Thats may be tru Cypher but there are those of us that do not have the time to take and do a conversion like that, I am thinking of myself when I say that. Not sure what the cost of it is but looks wise it seems pretty good, game wise ... it makes it longer and therefore easier to draw a bead on it with TLoS.


----------



## Djinn24 (Jan 12, 2008)

I will behonest, at first I was very skeptical of the CHS stuff (some of the early stuff was rough) but the new stuff is coming out looking good, you may not like it because it does not fit your flavor but its pulled off smoothly.

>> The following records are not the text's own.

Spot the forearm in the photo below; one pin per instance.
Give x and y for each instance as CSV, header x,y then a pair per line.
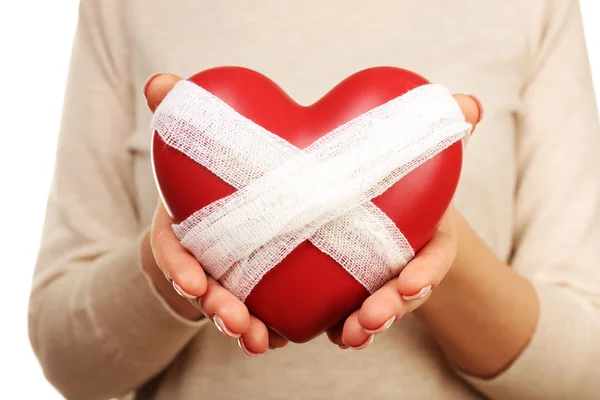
x,y
100,330
483,313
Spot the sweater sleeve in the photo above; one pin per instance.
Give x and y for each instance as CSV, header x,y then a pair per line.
x,y
96,323
557,243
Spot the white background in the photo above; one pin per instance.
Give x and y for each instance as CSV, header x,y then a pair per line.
x,y
35,45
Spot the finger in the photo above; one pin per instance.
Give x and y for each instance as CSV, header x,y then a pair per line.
x,y
471,107
228,313
173,259
431,264
335,335
354,335
157,87
256,340
276,341
382,309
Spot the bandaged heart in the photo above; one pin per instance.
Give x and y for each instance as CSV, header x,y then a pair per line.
x,y
304,211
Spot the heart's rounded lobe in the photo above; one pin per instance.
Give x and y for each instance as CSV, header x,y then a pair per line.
x,y
308,292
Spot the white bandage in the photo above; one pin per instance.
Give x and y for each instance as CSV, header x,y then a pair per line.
x,y
322,193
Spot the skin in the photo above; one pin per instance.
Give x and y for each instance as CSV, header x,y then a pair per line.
x,y
455,285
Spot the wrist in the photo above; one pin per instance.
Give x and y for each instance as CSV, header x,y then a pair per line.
x,y
163,286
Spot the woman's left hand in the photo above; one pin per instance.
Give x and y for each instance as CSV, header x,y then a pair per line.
x,y
413,286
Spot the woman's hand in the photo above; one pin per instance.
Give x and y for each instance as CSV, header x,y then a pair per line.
x,y
180,279
414,285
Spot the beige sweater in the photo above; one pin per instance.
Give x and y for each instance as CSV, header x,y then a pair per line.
x,y
530,189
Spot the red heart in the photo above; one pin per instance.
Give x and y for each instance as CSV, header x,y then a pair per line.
x,y
308,292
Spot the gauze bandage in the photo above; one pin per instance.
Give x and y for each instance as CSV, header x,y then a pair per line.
x,y
322,193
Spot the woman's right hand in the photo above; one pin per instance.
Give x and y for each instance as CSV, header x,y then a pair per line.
x,y
180,279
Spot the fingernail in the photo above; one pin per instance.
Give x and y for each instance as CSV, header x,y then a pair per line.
x,y
244,349
196,303
365,344
223,328
149,81
479,105
422,293
182,292
382,328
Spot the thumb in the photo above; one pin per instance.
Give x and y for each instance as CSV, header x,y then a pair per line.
x,y
471,108
157,87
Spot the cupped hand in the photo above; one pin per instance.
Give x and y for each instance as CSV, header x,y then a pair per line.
x,y
187,278
415,283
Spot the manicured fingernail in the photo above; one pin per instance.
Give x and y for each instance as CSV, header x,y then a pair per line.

Poeple dogged the Doomseer without seeing it, but in Real life it is a pretty nice model (the ears are for taste and can easily be removed).


----------



## hungryugolino (Sep 12, 2009)

This stuff is much better than their usual crap, but still nothing I'd buy. Why don't they release the autogun/shotgun/stub pistol kit someone pitched to them a while back and fulfill something there's an actual demand for?


----------



## Cypher871 (Aug 2, 2009)

I do like some of it...I am not saying it isn't well produced...I just personally don't like the CB and the extension.


----------



## MidnightSun (Feb 10, 2009)

Am I the only one who likes the Conversion Beamer? Might be enough to make me run a MotF now, but I'll be using the Techpriest Enginseer backpack. Just prefer the Servo-Arm on it.

Midnight


----------



## slaaneshy (Feb 20, 2008)

Shotguns?? - hell yeah!


----------



## Cypher871 (Aug 2, 2009)

MidnightSun said:


> Am I the only one who likes the Conversion Beamer? Might be enough to make me run a MotF now, but I'll be using the Techpriest Enginseer backpack. Just prefer the Servo-Arm on it.
> 
> Midnight


That is a poor excuse for a conversion beamer...take a look at mine...convert a Plasma Cannon (even easier in plastic)...it will look way more convincing.


----------